Ci dicono le fonti storiografiche che l’Adorazione dei pastori è stata commissionata dal Senato messinese per un compenso molto alto. Sul periodo di esecuzione non abbiamo certezza che debba essere collocato tra il 1608 e il 1609, precedendo la Resurrezione di Lazzaro, consegnata nel giugno del 1609, o successivamente, nel corso dell’estate dello stesso anno.
In origine l’opera doveva essere inserita entro una cornice lignea intagliata tipicamente cappuccina, posteriore alla sua realizzazione: il Susinno ci dice infatti che l’opera fu decurtata per essere incassata, notizia che trova conferma nelle tracce, sulla tela, delle dimensioni del telaio originario, dai 10 ai 20 centimetri circa più alto.

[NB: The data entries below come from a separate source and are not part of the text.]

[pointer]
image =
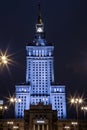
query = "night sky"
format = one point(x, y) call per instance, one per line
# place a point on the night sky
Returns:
point(66, 27)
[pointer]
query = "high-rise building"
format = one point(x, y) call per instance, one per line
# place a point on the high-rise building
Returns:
point(40, 85)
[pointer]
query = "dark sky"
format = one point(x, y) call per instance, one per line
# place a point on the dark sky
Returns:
point(66, 26)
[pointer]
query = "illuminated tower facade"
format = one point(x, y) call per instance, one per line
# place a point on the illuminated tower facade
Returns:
point(40, 85)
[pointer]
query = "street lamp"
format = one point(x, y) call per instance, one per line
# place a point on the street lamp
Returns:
point(13, 100)
point(84, 109)
point(66, 127)
point(76, 102)
point(74, 124)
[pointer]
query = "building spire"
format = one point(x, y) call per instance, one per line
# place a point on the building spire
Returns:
point(39, 20)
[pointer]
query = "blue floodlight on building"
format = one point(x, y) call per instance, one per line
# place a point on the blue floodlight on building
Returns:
point(40, 85)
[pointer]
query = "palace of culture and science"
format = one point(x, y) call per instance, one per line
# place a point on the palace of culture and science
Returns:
point(40, 86)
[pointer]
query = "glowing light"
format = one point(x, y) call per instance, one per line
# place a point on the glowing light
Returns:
point(10, 122)
point(40, 121)
point(74, 123)
point(67, 127)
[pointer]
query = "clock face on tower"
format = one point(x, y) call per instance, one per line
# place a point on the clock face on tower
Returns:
point(39, 29)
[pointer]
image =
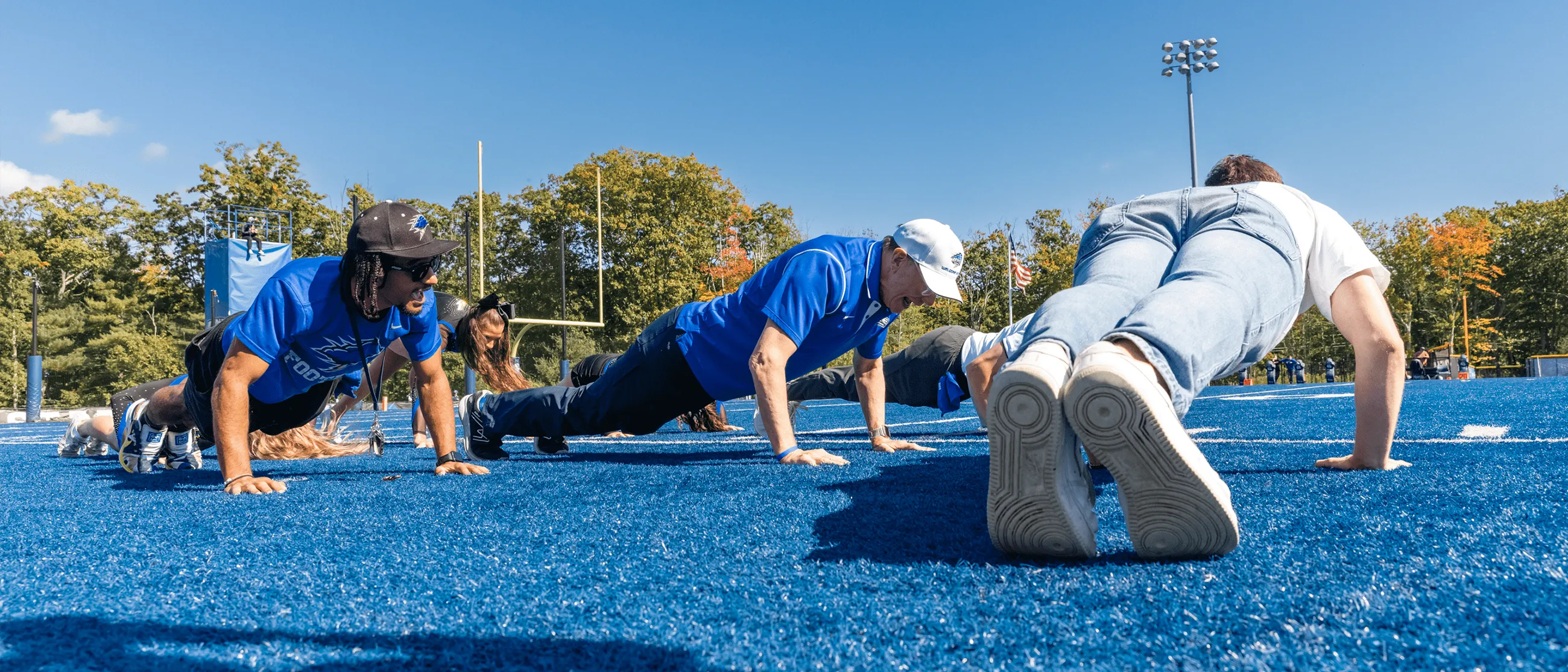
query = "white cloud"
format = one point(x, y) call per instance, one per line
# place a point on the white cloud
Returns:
point(16, 177)
point(66, 123)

L’attuale cornice in legno intagliato e dorato, proveniente dal Duomo, invece è stata adattata e aggiunta nel 1923.
Maria è semidistesa in terra e immersa nella spossatezza del dopo parto, con la testa avvolta in un velo color ocra che le copre i capelli, contrariamente a quasi tutte le Madonne conosciute del Caravaggio, dalla testa scoperta e spesso dalla chioma fulva.

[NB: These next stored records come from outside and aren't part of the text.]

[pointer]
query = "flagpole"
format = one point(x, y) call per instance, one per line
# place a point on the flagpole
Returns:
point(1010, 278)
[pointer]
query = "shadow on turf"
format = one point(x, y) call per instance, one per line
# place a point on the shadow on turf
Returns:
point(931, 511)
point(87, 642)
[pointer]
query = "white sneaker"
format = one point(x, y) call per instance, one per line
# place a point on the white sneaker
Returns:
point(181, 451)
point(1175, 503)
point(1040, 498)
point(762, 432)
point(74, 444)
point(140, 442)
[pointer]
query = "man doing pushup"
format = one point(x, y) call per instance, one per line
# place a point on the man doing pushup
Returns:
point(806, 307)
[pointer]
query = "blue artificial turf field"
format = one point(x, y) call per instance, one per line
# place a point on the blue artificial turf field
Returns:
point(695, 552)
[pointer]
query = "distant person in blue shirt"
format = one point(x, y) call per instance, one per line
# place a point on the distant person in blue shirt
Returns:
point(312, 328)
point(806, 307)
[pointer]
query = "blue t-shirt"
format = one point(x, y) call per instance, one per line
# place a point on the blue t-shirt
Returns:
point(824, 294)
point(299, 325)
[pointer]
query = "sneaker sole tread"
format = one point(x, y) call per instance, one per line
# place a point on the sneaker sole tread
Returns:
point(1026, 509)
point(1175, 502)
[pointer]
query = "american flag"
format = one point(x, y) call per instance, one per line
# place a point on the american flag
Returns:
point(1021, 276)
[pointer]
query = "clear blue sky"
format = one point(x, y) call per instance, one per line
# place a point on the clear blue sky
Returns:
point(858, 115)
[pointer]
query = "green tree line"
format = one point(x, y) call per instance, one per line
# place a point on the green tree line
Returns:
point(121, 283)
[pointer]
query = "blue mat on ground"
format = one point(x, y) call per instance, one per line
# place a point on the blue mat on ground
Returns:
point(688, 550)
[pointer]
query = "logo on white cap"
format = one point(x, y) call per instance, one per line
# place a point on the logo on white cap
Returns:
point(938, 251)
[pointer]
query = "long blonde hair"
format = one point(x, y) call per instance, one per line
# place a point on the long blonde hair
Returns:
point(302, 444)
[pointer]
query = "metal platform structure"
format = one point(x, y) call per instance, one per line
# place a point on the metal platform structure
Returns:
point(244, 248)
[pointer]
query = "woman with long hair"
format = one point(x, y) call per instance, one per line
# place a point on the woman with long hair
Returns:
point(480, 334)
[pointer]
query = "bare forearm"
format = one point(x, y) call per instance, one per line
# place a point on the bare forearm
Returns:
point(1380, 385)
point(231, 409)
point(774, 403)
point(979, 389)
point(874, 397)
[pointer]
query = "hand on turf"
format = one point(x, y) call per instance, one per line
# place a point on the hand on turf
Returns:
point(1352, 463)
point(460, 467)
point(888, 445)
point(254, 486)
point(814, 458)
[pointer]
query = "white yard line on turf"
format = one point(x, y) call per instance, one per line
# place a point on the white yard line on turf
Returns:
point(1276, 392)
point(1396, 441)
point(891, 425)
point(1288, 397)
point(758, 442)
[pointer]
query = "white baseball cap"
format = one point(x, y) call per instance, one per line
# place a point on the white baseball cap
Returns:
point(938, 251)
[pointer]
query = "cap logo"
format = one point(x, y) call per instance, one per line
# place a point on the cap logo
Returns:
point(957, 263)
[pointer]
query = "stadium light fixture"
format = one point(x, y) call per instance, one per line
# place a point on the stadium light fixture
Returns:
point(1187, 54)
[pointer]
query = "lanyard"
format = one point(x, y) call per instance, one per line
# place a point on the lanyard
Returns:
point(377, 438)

Il gesuita Placido Samperi, nel suo libro Iconologia della Vergine, del 1644, prima fonte storiografica sul quadro, evidenzia nel dipinto soprattutto il ruolo della Madonna: vi riconosce infatti una «Madonna del Parto», forse cogliendo, nella posa della Vergine sdraiata in terra, un legame con antiche Natività probabilmente bizantine o comunque medievali, dalle quali è possibile che il Caravaggio abbia tratto ispirazione.
Per quanto riguarda il gruppo compatto di San Giuseppe con i pastori, «quasi colati in bronzo», come diceva lo storico dell’arte Roberto Longhi, il loro aspetto non convenzionale – come la camicia con i bottoni del pastore calvo – ha determinato nella storiografia antica, e anche nella critica più recente, alcuni dubbi interpretativi, ad esempio sul riconoscimento del personaggio di San Giuseppe. Quest’ultimo è invece certamente da individuare nell’anziano in primo piano con l’aureola, avolto in un mantello marrone e con il piede poggiato su una pietra.
San Giuseppe e i pastori dovettero rimanere per tutto il Seicento un esempio insuperato di studio dal reale e di introspezione emotiva: si è immaginato che tra loro avrebbero potuto ritrovarsi volti di frati cappuccini, o nobili e autorità messinesi, oppure «eletti teologi» «dall’aspetto grave e intellettuale».
Sembra comunque molto probabile che i volti dei due pastori più anziani siano stati tratti da modelli reali: lo suggerisce la ricomparsa dei loro volti, con espressioni differenti, negli sgherri di un Ecce Homo attribuito a Caravaggio e collegato al periodo messinese, conosciuto in varie versioni.